Co ciekawe, rząd Filipin dostrzegł problem. Niedługo po moim pobycie wyspa została całkowicie zamknięta dla turystów na kilka długich miesięcy. Wprawdzie generuje to ogromne bieżące straty dla sektora turystycznego, ale zapobiega nadciągającej katastrofie. W tym czasie na wyspie przeprowadzono remonty infrastruktury i sprzątanie. Z tego co słyszałem wyspę ponownie otwarto, ale ilość gości ma być regulowana stosownymi podatkami.
Rejs zakończył się pomyślnie i szczęśliwie. Duży plus dla organizatorów, że zadbali o bezpieczny powrót do hostelu każdego z uczestników 😉
All Good Things Come to an End
Jak śpiewała Nelly F. w tytułowej piosence, nadszedł czas także i na nas.
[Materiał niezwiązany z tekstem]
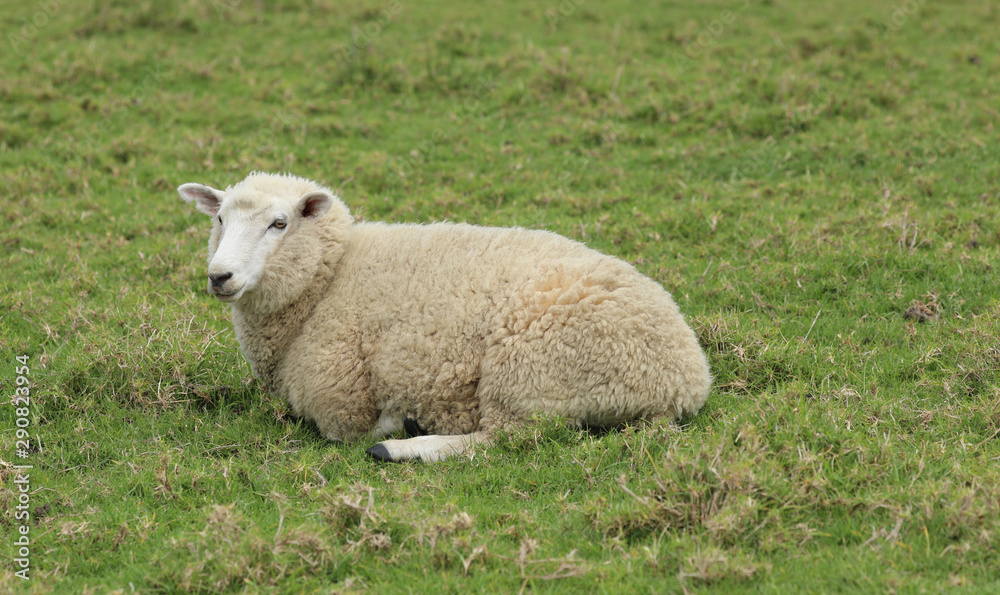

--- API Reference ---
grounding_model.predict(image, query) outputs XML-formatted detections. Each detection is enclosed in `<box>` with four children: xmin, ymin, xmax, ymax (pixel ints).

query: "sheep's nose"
<box><xmin>210</xmin><ymin>272</ymin><xmax>233</xmax><ymax>288</ymax></box>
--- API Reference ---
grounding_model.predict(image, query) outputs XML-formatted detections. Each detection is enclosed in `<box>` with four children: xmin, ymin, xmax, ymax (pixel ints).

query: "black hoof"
<box><xmin>404</xmin><ymin>417</ymin><xmax>427</xmax><ymax>437</ymax></box>
<box><xmin>366</xmin><ymin>444</ymin><xmax>393</xmax><ymax>462</ymax></box>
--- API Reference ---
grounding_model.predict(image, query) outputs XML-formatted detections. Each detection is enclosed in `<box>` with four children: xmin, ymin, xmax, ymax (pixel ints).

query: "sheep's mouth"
<box><xmin>212</xmin><ymin>285</ymin><xmax>245</xmax><ymax>302</ymax></box>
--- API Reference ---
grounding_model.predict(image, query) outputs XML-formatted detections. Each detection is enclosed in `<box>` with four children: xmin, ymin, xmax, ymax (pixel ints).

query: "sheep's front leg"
<box><xmin>367</xmin><ymin>431</ymin><xmax>492</xmax><ymax>462</ymax></box>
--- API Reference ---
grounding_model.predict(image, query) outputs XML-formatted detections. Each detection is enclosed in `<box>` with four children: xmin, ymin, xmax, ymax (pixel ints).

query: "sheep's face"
<box><xmin>178</xmin><ymin>182</ymin><xmax>332</xmax><ymax>304</ymax></box>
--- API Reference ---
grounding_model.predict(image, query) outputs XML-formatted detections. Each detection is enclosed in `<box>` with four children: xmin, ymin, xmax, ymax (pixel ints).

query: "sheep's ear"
<box><xmin>178</xmin><ymin>183</ymin><xmax>225</xmax><ymax>216</ymax></box>
<box><xmin>298</xmin><ymin>190</ymin><xmax>333</xmax><ymax>220</ymax></box>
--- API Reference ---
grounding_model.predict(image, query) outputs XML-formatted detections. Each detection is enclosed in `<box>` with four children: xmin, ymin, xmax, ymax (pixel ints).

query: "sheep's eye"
<box><xmin>271</xmin><ymin>220</ymin><xmax>286</xmax><ymax>230</ymax></box>
<box><xmin>218</xmin><ymin>215</ymin><xmax>223</xmax><ymax>224</ymax></box>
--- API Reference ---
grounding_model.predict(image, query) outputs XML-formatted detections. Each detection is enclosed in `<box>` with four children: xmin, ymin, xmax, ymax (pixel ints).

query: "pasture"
<box><xmin>1</xmin><ymin>0</ymin><xmax>999</xmax><ymax>592</ymax></box>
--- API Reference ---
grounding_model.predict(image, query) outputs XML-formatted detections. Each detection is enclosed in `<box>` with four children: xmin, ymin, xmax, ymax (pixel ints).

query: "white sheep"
<box><xmin>178</xmin><ymin>172</ymin><xmax>711</xmax><ymax>462</ymax></box>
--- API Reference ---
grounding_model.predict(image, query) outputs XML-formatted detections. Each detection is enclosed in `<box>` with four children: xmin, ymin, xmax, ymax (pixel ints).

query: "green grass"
<box><xmin>2</xmin><ymin>0</ymin><xmax>999</xmax><ymax>591</ymax></box>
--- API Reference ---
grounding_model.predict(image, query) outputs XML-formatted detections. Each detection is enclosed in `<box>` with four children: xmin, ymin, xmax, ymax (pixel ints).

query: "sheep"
<box><xmin>178</xmin><ymin>172</ymin><xmax>711</xmax><ymax>462</ymax></box>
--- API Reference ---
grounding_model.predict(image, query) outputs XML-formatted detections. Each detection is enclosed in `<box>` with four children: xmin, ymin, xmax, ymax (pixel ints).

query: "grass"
<box><xmin>1</xmin><ymin>0</ymin><xmax>999</xmax><ymax>591</ymax></box>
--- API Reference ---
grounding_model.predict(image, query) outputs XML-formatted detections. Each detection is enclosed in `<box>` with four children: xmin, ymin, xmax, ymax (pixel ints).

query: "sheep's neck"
<box><xmin>227</xmin><ymin>210</ymin><xmax>351</xmax><ymax>396</ymax></box>
<box><xmin>230</xmin><ymin>265</ymin><xmax>334</xmax><ymax>394</ymax></box>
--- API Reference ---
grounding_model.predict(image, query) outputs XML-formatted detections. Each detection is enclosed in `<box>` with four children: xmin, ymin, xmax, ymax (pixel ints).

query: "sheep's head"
<box><xmin>178</xmin><ymin>175</ymin><xmax>334</xmax><ymax>305</ymax></box>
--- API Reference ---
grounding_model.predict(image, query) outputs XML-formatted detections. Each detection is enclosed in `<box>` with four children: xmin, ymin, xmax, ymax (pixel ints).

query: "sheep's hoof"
<box><xmin>366</xmin><ymin>444</ymin><xmax>394</xmax><ymax>462</ymax></box>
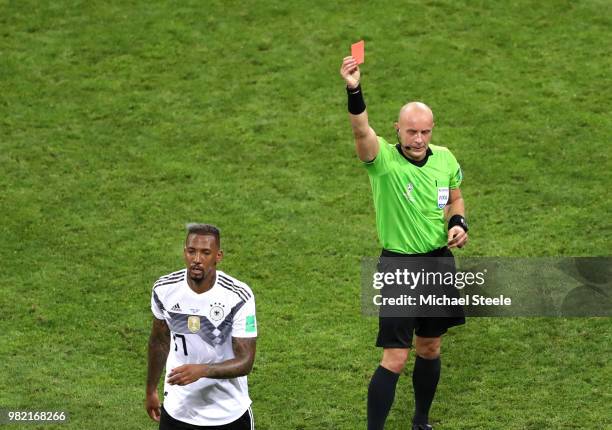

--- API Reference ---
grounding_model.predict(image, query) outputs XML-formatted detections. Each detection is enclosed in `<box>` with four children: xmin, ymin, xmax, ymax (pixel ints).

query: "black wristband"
<box><xmin>448</xmin><ymin>215</ymin><xmax>468</xmax><ymax>233</ymax></box>
<box><xmin>347</xmin><ymin>84</ymin><xmax>366</xmax><ymax>115</ymax></box>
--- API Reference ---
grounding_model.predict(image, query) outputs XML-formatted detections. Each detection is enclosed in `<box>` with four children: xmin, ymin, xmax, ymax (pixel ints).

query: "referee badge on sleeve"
<box><xmin>437</xmin><ymin>187</ymin><xmax>449</xmax><ymax>209</ymax></box>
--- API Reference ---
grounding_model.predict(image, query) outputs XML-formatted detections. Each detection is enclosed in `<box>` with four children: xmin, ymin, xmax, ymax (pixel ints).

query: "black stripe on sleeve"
<box><xmin>218</xmin><ymin>278</ymin><xmax>249</xmax><ymax>301</ymax></box>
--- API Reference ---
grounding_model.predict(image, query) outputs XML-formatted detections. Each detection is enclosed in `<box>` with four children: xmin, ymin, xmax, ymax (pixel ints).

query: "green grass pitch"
<box><xmin>0</xmin><ymin>1</ymin><xmax>610</xmax><ymax>429</ymax></box>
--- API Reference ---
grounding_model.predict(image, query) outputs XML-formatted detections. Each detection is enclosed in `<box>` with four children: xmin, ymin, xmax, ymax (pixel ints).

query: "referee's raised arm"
<box><xmin>340</xmin><ymin>56</ymin><xmax>379</xmax><ymax>162</ymax></box>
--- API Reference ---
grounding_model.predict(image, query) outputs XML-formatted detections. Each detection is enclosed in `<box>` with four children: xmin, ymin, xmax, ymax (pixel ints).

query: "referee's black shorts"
<box><xmin>160</xmin><ymin>405</ymin><xmax>254</xmax><ymax>430</ymax></box>
<box><xmin>376</xmin><ymin>247</ymin><xmax>466</xmax><ymax>349</ymax></box>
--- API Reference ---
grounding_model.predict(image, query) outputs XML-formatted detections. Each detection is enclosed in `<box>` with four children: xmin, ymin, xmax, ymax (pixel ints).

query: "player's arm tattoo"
<box><xmin>204</xmin><ymin>337</ymin><xmax>257</xmax><ymax>379</ymax></box>
<box><xmin>146</xmin><ymin>318</ymin><xmax>170</xmax><ymax>394</ymax></box>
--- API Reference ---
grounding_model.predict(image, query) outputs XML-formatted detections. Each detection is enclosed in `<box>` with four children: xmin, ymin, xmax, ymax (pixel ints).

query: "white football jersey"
<box><xmin>151</xmin><ymin>269</ymin><xmax>257</xmax><ymax>426</ymax></box>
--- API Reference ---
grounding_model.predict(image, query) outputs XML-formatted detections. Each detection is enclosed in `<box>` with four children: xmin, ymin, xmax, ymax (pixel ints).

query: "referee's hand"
<box><xmin>340</xmin><ymin>56</ymin><xmax>360</xmax><ymax>89</ymax></box>
<box><xmin>447</xmin><ymin>226</ymin><xmax>468</xmax><ymax>249</ymax></box>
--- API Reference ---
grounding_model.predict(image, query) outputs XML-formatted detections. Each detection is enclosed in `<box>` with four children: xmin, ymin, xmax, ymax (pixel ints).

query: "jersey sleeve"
<box><xmin>232</xmin><ymin>296</ymin><xmax>257</xmax><ymax>338</ymax></box>
<box><xmin>447</xmin><ymin>150</ymin><xmax>463</xmax><ymax>189</ymax></box>
<box><xmin>363</xmin><ymin>136</ymin><xmax>393</xmax><ymax>177</ymax></box>
<box><xmin>151</xmin><ymin>287</ymin><xmax>166</xmax><ymax>320</ymax></box>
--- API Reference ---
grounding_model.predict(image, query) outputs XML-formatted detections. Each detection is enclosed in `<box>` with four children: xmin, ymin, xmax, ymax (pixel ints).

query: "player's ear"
<box><xmin>394</xmin><ymin>121</ymin><xmax>399</xmax><ymax>133</ymax></box>
<box><xmin>216</xmin><ymin>249</ymin><xmax>224</xmax><ymax>264</ymax></box>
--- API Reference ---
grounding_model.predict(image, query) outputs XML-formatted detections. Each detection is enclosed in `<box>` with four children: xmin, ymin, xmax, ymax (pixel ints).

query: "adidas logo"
<box><xmin>170</xmin><ymin>303</ymin><xmax>182</xmax><ymax>311</ymax></box>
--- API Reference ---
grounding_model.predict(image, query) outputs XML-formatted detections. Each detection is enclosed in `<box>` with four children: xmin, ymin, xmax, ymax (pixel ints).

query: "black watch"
<box><xmin>448</xmin><ymin>215</ymin><xmax>468</xmax><ymax>233</ymax></box>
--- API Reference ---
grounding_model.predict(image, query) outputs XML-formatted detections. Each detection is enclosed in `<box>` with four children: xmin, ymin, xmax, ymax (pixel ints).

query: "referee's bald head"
<box><xmin>398</xmin><ymin>102</ymin><xmax>434</xmax><ymax>123</ymax></box>
<box><xmin>185</xmin><ymin>223</ymin><xmax>221</xmax><ymax>248</ymax></box>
Fakt, gdyby nie pomyłka przy biletach pobyt byłby dłuższy, ale co się stało, tego się nie cofnie, a Manila także z pewnością ma swoje zalety.
Wróciwszy tuktukiem na przystań, nie korzystaliśmy już z promu, a małej łódki. Jej zaleta jest taka, że dużo krócej kompletuje pasażerów, a i płynie dość szybko.
Tak oto zakończyła się moja przygoda na jednej z największych atrakcji Filipin – wyspie Boracay. Chciałbym tu kiedyś wrócić, ale z drugiej strony oczko puszcza pozostałe siedem tysięcy wysp, a wśród nich Cebu, El Nido, Palawan, Bohol i inne…
Pomachałem więc przez okno, a po chwili samolot skrył się w chmurach i odbił na północ, do Manili. A o tym, co w stolicy, będzie już wkrótce w kolejnym odcinku 🙂
Proszę Pana, po roku tak klarowne i nie zmącone zębem czasu oraz nie przykryte kolejnymi wspomnienia… Pięknie!
Bo tam naprawdę było pięknie, proszę Pani 🙂
Ah, w to nie wątpię i mam nadzieję, że sama się naocznie przekonam. Bardziej chodzi mi o niesamowitą pamięć. Żeby tak dokładnie po roku wszystko pamiętać… A jak wiemy nie był to Twój jedyny wyjazd. Mnie by się pomieszało, zresztą miesza się 😉
Frapujący jest tytuł tej opowieści: „Filipiny/Boracay – na południe, do raju”. Dostrzegam w nim to, co chyba miało być nieujawnione, czyli antytezę tytułu znanej powieści amerykańskiego noblisty Johna Steinbecka „Na wschód od Edenu”?
Duża ilość zdjęć przedstawionych chronologicznie czyni z tego opisu fotoreportaż. Plaże są rzeczywiście urokliwe. Od naszych (bałtyckich) różnią się tym, że nie nie ma tu tak dobrze nam znanych wydm. Jest płasko i aż strach pomyśleć o tym, gdzie uciec przed falą tsunami?
Wiem, że prawdziwy globtroter nie myśli o takich sprawach, bo gdyby snuł rozważania o każdym potencjalnym niebezpieczeństwie, to by nawet nie wsiadł do samolotu lecącego nad bezkresnym oceanem…
Piosenkę „Już nie ma dzikich plaż” śpiewała Irena Santor (tekst – K.Tomaszewski, muzyka – R.Szeremeta, 1985 r). Być może piosenka ta, której akcja toczyła się w Juracie – przyczyniła się do tego, że dwadzieścia lat później utworzono rezerwat przyrody „Helskie Wydmy”?